Anti–Fel d 1 (Felis domesticus allergen 1) monoclonal antibodies (mAbs) (REGN1908, REGN1909, and REGN1908–1909) inhibited Fel d 1–induced basophil activation and histamine release in vitro. The whole blood was stimulated with increasing concentrations of Fel d 1 (0, 1, 3, 10, 33, 100 ng/ml; 100 ng/ml Fel d 1 is equivalent to 5.56 × 10⁻⁹ M). (A) Representative fluorescence-activated cell sorter plot analysis of CD63⁺CRTH2⁺ basophils in cat-allergic donors and nonatopic control donors at 3 ng/ml Fel d 1. (B) Proportion of CD63⁺CRTH2⁺ basophils in cat-allergic donors (n = 8) and nonatopic control donors (n = 9) in response to Fel d 1 at 3 ng/ml. ***P < 0.001. (C) Representative fluorescence-activated cell sorter plots of CD63⁺CRTH2⁺ and DAO⁻CD63⁺ basophils in cat-allergic donors after stimulation with 3 ng/ml Fel d 1 in the presence of either REGN1908, REGN1909, REGN1908–1909 or control mAbs at 10 ng/ml. Proportions of (D) CD63⁺CRTH2⁺ and CD203c^HiCRTH2⁺, and (E) DAO⁻CD63⁺ and DAO⁻CD203c^Hi were quantified in cat-allergic donors by flow cytometry. Data are shown as the mean ± SEM. For D–E, *P < 0.05 and **P < 0.01 for REGN1908 versus control mAbs, ^≠P < 0.05 and ^≠≠P < 0.01 for REGN1909 versus control mAbs; and ^ωP < 0.05 and ^ωωP < 0.01 for REGN1908–1909 versus control mAbs. All P values were calculated using the Mann-Whitney U test.
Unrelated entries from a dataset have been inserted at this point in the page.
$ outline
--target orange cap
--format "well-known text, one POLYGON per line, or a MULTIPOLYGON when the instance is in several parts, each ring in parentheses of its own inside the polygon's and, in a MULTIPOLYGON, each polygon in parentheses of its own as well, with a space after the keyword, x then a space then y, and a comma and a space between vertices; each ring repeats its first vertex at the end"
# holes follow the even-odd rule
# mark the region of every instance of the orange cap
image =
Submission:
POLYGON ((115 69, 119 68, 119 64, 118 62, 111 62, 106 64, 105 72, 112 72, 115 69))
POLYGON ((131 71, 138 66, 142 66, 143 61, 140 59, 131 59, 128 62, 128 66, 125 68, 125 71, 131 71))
DAO = diamine oxidase.

Figure 6.

Inhibition of FcεRII (CD23)–mediated IgE-facilitated allergen binding to B cells and presentation to T cells by anti–Fel d 1 (Felis domesticus allergen 1) monoclonal antibodies (mAbs) (REGN1908, REGN1909, and REGN1908–1909). (A) Representative fluorescence-activated cell sorter plots of allergen–IgE complexes binding to CD23 on B cells from cat-allergic donors and nonatopic control donors. (B) Sera from cat-allergic (n = 12) and nonatopic control donors (n = 9) were incubated with increasing concentrations of Fel d 1 at 37°C to allow the formation of allergen–IgE complexes. Binding of cat allergen–IgE complexes to B cells was quantified by flow cytometry. (C) Half-maximal inhibitory concentration graph representing the inhibition of cat allergen–IgE complexes binding to B cells in cat-allergic donors. Data are represented as a normalized value of 100% of maximal binding response at 0.03 μg/ml Fel d 1. (D) Flow cytometry analysis showing Fel d 1–induced proliferated CD4⁺ T cells in cat-allergic and nonatopic control donors. (E) The effect of REGN1908, REGN1909, REGN1908–1909, and control mAbs on proliferated CD4⁺ T cells was evaluated in cat-allergic donors (n = 7). Levels of (F) IL-13, (G) IL-17A, and (H) IL-23 in cell culture supernatants were measured by using a MagPix Luminex assay. Data are shown as the mean ± SEM. *P < 0.05, **P < 0.01, and ***P < 0.001 using Mann-Whitney U test. FSC = forward scatter; SSC = side scatter.